Siemens Healthcare Diagnostics Products, Molecular Research Germany, Cologne, Germany.
Clin Chem. 2010 Dec;56(12):1845-53. doi: 10.1373/clinchem.2010.151233. Epub 2010 Oct 14.
There is an increasing need for the identification of both DNA and RNA biomarkers from pathodiagnostic formalin-fixed paraffin-embedded (FFPE) tissue samples for the exploration of individualized therapy strategies in cancer. We investigated a fully automated, xylene-free nucleic acid extraction method for the simultaneous analysis of RNA and DNA biomarkers related to breast cancer.

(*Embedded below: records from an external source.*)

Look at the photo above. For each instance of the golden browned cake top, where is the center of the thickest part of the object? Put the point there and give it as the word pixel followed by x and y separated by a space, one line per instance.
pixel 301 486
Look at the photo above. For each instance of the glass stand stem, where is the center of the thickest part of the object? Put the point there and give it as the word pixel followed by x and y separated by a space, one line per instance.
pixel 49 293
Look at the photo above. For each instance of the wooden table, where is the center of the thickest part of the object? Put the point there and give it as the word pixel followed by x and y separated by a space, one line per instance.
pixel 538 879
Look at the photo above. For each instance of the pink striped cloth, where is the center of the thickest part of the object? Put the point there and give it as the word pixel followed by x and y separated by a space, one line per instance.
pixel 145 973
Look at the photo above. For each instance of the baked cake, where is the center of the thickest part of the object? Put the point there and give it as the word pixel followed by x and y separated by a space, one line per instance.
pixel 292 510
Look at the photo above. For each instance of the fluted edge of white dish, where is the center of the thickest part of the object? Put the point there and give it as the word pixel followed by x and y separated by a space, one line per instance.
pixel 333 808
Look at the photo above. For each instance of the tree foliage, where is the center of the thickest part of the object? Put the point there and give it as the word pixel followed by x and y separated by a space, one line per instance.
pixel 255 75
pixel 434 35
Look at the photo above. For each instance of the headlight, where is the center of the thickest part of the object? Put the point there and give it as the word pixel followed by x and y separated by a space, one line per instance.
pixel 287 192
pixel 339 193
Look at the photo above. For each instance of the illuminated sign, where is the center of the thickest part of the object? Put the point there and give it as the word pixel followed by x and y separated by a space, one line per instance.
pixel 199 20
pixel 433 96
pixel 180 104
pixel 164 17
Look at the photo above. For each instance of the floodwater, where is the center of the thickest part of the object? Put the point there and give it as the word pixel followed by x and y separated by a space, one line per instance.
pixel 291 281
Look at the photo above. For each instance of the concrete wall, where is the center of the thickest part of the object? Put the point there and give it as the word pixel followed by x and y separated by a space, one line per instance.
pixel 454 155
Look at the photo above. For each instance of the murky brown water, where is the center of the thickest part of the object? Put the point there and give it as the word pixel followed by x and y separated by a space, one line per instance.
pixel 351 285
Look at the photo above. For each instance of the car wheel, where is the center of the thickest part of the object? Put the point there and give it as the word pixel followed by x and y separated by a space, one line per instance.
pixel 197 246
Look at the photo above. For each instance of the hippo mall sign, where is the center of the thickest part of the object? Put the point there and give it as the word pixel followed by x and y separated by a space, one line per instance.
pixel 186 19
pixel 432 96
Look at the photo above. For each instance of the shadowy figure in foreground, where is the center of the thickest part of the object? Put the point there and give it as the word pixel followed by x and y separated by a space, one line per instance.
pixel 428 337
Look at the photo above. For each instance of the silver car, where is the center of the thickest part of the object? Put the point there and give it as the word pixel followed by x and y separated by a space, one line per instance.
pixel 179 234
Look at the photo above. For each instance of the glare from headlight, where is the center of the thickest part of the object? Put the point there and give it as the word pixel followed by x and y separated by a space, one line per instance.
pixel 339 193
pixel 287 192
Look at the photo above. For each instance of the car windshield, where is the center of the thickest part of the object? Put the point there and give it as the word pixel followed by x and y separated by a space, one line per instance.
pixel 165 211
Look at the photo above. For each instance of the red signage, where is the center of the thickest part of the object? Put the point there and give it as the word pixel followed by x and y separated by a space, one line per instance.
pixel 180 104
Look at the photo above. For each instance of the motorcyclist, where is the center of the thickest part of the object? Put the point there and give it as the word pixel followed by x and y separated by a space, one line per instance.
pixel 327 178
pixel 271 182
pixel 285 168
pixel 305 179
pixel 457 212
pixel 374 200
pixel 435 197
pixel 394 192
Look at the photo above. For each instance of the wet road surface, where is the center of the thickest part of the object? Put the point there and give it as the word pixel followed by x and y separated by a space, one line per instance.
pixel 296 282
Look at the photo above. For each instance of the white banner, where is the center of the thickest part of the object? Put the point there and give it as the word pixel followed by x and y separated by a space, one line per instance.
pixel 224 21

We copurified both RNA and DNA from a single 10-μm section of 210 paired samples of FFPE tumor and adjacent normal tissues (1-25 years of archival time) using a fully automated extraction method. Half of the eluate was DNase I digested for mRNA expression analysis performed by using reverse-transcription quantitative PCR for the genes estrogen receptor 1 (ESR1), progesterone receptor (PGR), v-erb-b2 erythroblastic leukemia viral oncogene homolog 2, neuro/glioblastoma derived oncogene homolog (avian) (ERBB2), epoxide hydrolase 1 (EPHX1), baculoviral IAP repeat-containing 5 (BIRC5), matrix metallopeptidase 7 (MMP7), vascular endothelial growth factor A (VEGFA), and topoisomerase (DNA) II alpha 170kDa (TOP2A). The remaining undigested aliquot was used for the analysis of 7 single-nucleotide polymorphisms (SNPs) by MALDI-TOF mass spectrometry.
In 208 of 210 samples (99.0%) the protocol yielded robust quantification-cycle values for both RNA and DNA normalization. Expression of the 8 breast cancer genes was detected in 81%-100% of tumor tissues and 21%-100% of normal tissues. The 7 SNPs were successfully genotyped in 91%-97% of tumor and 94%-97% of normal tissues. Allele concordance between tumor and normal tissue was 98.9%-99.5%.
This fully automated process allowed an efficient simultaneous extraction of both RNA and DNA from a single FFPE section and subsequent dual analysis of selected genes. High gene expression and genotyping detection rates demonstrate the feasibility of molecular profiling from limited archival patient samples.
越来越需要从病理诊断的福尔马林固定石蜡包埋(FFPE)组织样本中鉴定 DNA 和 RNA 生物标志物,以探索癌症的个体化治疗策略。我们研究了一种全自动、无二甲苯的核酸提取方法,用于同时分析与乳腺癌相关的 RNA 和 DNA 生物标志物。
我们使用全自动提取方法从 210 对 FFPE 肿瘤和相邻正常组织(1-25 年存档时间)的 210 个 10μm 切片中共同纯化 RNA 和 DNA。一半洗脱液用 DNA 酶 I 消化,用于通过逆转录定量 PCR 分析基因雌激素受体 1 (ESR1)、孕激素受体 (PGR)、v-erb-b2 红细胞白血病病毒致癌基因同源物 2、神经/胶质母细胞瘤衍生致癌基因同源物(禽)(ERBB2)、环氧化物水解酶 1 (EPHX1)、杆状病毒 IAP 重复包含 5 (BIRC5)、基质金属蛋白酶 7 (MMP7)、血管内皮生长因子 A (VEGFA) 和拓扑异构酶(DNA)II alpha 170kDa (TOP2A) 的 mRNA 表达。剩余未消化的等分试样用于通过 MALDI-TOF 质谱分析 7 个单核苷酸多态性 (SNP)。
在 210 个样本中的 208 个样本(99.0%)中,该方案产生了 RNA 和 DNA 标准化的稳健定量周期值。8 个乳腺癌基因的表达在 81%-100%的肿瘤组织和 21%-100%的正常组织中均有检测到。7 个 SNP 在 91%-97%的肿瘤和 94%-97%的正常组织中成功进行了基因分型。肿瘤组织和正常组织之间的等位基因一致性为 98.9%-99.5%。
该全自动流程允许从单个 FFPE 切片中高效地共同提取 RNA 和 DNA,并随后对选定基因进行双重分析。高基因表达和基因分型检测率证明了从有限的存档患者样本中进行分子分析的可行性。